With Rs 1.5 lakh, a farmer can buy three Holstein Friesian crossbred cows, each giving 4,000 litres or more of milk annually. But Rs 1.5 lakh is roughly what Bhupendra Patel has spent on fencing his 10-acre farm at Dhawari village in Jhansi district’s Tahrauli tehsil. The seven-feet-high barbed-wire enclosure is only to prevent “anna pashu” (stray cattle) from entering and eating up the standing rabi pulses crop in his field
“There are about 400 of them in my village alone. I cannot be standing guard all day and even staying awake at night to stop these animals that nobody wants to keep,” complains the 37-year-old who grows chana (chickpea) and masur (lentil).
Farmers like Patel and Pushpendra Singh from the neighbouring village of Barwar have built fences with 4-5 rounds of barbed wire strung on iron angle poles. Fencing a one-hectare (2.47 acres) square plot with four rounds requires around 1,600 metres of barbed wire, in addition to 100 angle rods fixed at a distance of four metres. Taking a weight of 1 kg for six metres of barbed wire and 6 kg per pole, it translates into 267 kg of the former and 600 kg of the latter.
“I have used 700 kg of wire and 1,700 kg of iron angle, which, at Rs 84 per kg and Rs 44 per kg respectively, cost me Rs 1.34 lakh. Besides, I have spent Rs 19,000 on labour, sand, concrete and cement, all of which adds up to Rs 1.53 lakh,” says Patel.
The Bundelkhand region — comprising Jhansi, Lalitpur, Jalaun, Mahoba, Hamirpur, Banda and Chitrakoot in UP and Datia, Tikamgarh, Chhatarpur, Sagar, Damoh and Panna in Madhya Pradesh — has an established tradition of “anna pratha”, wherein farmers let loose their cattle to graze on fields just after rabi harvesting in March-April and till sowing of the next kharif crop in June-July.

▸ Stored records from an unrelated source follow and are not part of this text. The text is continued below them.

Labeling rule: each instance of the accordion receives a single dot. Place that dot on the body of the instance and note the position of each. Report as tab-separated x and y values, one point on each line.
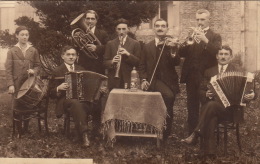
84	85
230	87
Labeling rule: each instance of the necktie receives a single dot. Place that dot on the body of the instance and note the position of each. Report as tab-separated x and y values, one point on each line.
71	68
221	69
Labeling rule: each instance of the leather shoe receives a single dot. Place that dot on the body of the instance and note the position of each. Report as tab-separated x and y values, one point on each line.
86	142
192	139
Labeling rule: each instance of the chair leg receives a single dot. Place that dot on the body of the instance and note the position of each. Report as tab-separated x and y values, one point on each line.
46	122
67	124
218	135
238	138
14	122
39	122
225	139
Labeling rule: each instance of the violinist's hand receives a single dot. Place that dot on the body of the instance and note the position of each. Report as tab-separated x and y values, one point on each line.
201	36
249	96
172	42
123	51
145	85
116	59
209	94
30	71
92	47
63	87
11	89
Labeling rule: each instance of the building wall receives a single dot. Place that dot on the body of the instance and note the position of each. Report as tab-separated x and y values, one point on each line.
225	19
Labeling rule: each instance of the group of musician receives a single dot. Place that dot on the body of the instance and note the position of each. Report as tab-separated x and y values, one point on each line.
204	58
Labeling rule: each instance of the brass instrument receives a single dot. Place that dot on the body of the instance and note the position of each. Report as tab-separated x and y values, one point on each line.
83	36
191	39
120	57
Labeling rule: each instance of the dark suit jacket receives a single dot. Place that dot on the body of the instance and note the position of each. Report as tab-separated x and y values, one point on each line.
236	115
166	67
17	64
61	95
127	62
95	65
200	56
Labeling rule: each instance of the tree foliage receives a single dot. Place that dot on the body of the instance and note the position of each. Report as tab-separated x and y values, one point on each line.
54	30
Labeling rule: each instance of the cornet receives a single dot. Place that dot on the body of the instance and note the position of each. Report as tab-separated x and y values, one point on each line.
120	57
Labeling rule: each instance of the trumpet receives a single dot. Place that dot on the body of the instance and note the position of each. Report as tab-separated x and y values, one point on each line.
120	56
83	38
191	39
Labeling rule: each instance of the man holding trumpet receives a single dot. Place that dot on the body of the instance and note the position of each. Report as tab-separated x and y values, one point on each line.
121	55
199	52
157	68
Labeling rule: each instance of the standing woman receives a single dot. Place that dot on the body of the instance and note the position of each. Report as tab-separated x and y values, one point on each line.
22	61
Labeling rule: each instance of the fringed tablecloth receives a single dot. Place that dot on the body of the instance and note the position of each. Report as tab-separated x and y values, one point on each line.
126	110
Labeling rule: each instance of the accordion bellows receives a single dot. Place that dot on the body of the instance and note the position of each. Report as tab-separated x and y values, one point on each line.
230	87
84	85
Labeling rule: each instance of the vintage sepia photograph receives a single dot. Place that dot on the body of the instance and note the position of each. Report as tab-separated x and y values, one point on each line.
129	82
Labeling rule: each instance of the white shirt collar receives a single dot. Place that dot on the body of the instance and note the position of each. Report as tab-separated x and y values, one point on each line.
68	66
124	39
93	29
224	67
157	40
207	28
28	45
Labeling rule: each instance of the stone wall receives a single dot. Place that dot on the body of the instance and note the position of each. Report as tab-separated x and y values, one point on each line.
225	19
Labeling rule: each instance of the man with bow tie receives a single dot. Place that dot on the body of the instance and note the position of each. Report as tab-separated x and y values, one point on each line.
94	65
212	110
122	49
165	79
198	57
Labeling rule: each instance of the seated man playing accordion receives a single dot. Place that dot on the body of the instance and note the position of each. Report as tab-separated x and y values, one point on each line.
76	108
212	110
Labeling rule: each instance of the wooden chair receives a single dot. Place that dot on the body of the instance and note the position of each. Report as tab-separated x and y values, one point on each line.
40	112
226	125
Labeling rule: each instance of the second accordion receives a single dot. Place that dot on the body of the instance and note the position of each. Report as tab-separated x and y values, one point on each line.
84	85
230	87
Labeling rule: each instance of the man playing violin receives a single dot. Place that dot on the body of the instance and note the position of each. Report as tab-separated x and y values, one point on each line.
198	57
95	65
162	51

However, with the region under the shadow of a drought, Patel says, “The animals you see roaming around aren’t the usual stray cattle that will go back to their owners. These are “lawaris pashu” (abandoned cattle) that end up eating our crop. And their numbers are growing because of the government’s gauraksha (cattle protection) policy.”
Madan Pal, a five-acre farmer from Ladpur village in Kulpahar tehsil of Mahoba, identifies “paani” (water) and “anna pashu” to be the two biggest problems facing Bundelkhand today. “There’s hardly any water for cultivation. Even the crop that is grown has to be protected against cattle. Gauraksha is fine, but who will protect us?” he asks.
According to Patel, the stray cattle problem wasn’t serious till 2-3 years ago. “There were these people from Rajasthan, who would come here and pay Rs 2,000-4,000 for any animal that had stopped giving milk or couldn’t be maintained by their owners. They were probably supplying these to butchers, though it didn’t really concern us. But they no longer come, maybe because transporting cattle is too risky now,” he says.
A byproduct of gauraksha and heightened cattle vigilantism is the increasing recourse to barbed-wire fencing. Farmers who cannot afford iron angle poles have opted for stringing the wires on babool tree branches or sticks. Those having no money to even do that are simply leaving their fields fallow.
A UP agriculture department official admits that stray cattle has emerged as a major issue with political implications, especially in Bundelkhand. “This region predominantly grows pulses, which animals relish. Also, this is a drought-prone belt unlike western and central UP, where you have enough fodder available from sugarcane tops or wheat bhusa (straw). When fodder supply is low — as in the current year that has seen drought-like conditions with the monsoon failing — the cattle have only the standing crop in fields to feed on,” he says.
Rainfall during this southwest monsoon season (June-September) was 43 per cent below the normal average in Jhansi district, 18 per cent in Lalitpur, 55 per cent in Jalaun, 57 per cent in Hamirpur, 46 per cent in Mahoba and 44 per cent in Banda. As a whole, UP has recorded 29 per cent below-normal monsoon rain.